Research Paper Volume 13, Issue 7 pp 9679—9692
Expression and molecular profiles of the AlkB family in ovarian serous carcinoma
- 1 Department of Pathology, Xiangya Hospital, Central South University, Changsha 410008, Hunan, China
- 2 Department of Pharmacy, Xiangya Hospital, Central South University, Changsha 410008, Hunan, China
- 3 National Clinical Research Center for Geriatric Disorders, Xiangya Hospital, Central South University, Changsha 410008, Hunan, China
Received: January 5, 2021 Accepted: February 8, 2021 Published: March 19, 2021
https://doi.org/10.18632/aging.202716How to Cite
Copyright: © 2021 Cai et al.
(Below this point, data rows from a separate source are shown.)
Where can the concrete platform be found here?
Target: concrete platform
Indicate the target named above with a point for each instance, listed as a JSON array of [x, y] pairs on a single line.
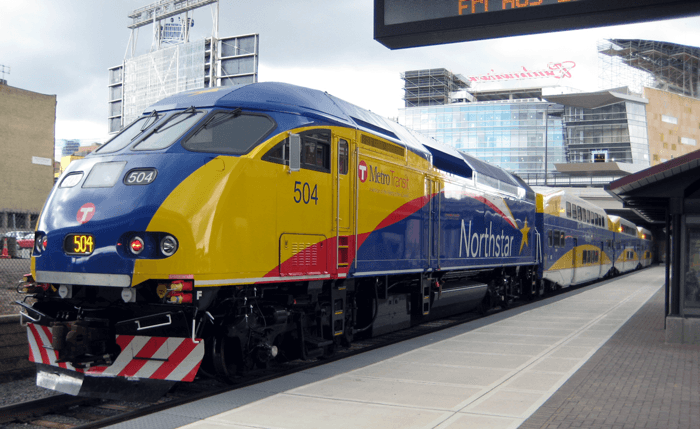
[[491, 373]]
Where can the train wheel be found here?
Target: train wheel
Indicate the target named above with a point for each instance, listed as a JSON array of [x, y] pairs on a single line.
[[226, 357]]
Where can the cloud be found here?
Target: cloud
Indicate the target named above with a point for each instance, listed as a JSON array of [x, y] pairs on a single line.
[[65, 48]]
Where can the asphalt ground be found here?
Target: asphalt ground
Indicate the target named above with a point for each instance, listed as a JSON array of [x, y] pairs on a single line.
[[635, 380], [506, 370]]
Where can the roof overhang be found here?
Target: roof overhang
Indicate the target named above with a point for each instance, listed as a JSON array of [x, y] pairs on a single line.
[[593, 100], [589, 169], [648, 192]]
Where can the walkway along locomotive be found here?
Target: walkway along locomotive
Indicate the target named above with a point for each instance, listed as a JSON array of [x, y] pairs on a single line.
[[230, 227]]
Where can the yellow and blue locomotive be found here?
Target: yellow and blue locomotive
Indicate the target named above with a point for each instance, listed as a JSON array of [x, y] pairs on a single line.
[[230, 227]]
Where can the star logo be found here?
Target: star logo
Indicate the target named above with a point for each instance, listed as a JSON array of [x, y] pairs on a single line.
[[525, 230]]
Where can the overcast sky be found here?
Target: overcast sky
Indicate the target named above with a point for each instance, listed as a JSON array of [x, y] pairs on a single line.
[[65, 48]]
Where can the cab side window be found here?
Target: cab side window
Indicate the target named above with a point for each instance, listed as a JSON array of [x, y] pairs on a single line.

This is an open access article distributed under the terms of the Creative Commons Attribution License (CC BY 3.0), which permits unrestricted use, distribution, and reproduction in any medium, provided the original author and source are credited.
Abstract
AlkB family of Fe (II) and α-ketoglutarate-dependent dioxygenases plays essential roles in development of ovarian serous carcinoma (OV). However, the molecular profiles of AlkB family in OV have not been clarified. The results indicated that the expression of ALKBH1/3/5/8 and FTO was lower in OV patients while ALKBH2/4/6/7 expression was higher. There was a strong correlation between ALKBH5/7 and pathological stage of OV patients. Kaplan-Meier plotter revealed that OV patients with high ALKBH4 level showed longer overall survival (OS). However, patients with high levels of ALKBH5/6 and FTO showed shorter OS and progression-free survival (PFS). Genetic alterations using cBioPortal revealed that the alteration rates of FTO were the highest. We also found that the functions of AlkB family were linked to several cancer-associated signaling pathways, including chemokine receptor signaling. TIMER database indicated that the AlkB family had a strong relationship with the infiltration of six types of immune cells (macrophages, neutrophils, CD8+ T-cells, B-cells, CD4+ T-cells and dendritic cells). Next, DiseaseMeth databases revealed that the global methylation levels of ALKBH1/2/3/4/5/6/7/8 and FTO were all lower in OV patients. Thus, our findings will enhance the understanding of AlkB family in OV pathology, and provide novel insights into AlkB-targeted therapy for OV patients.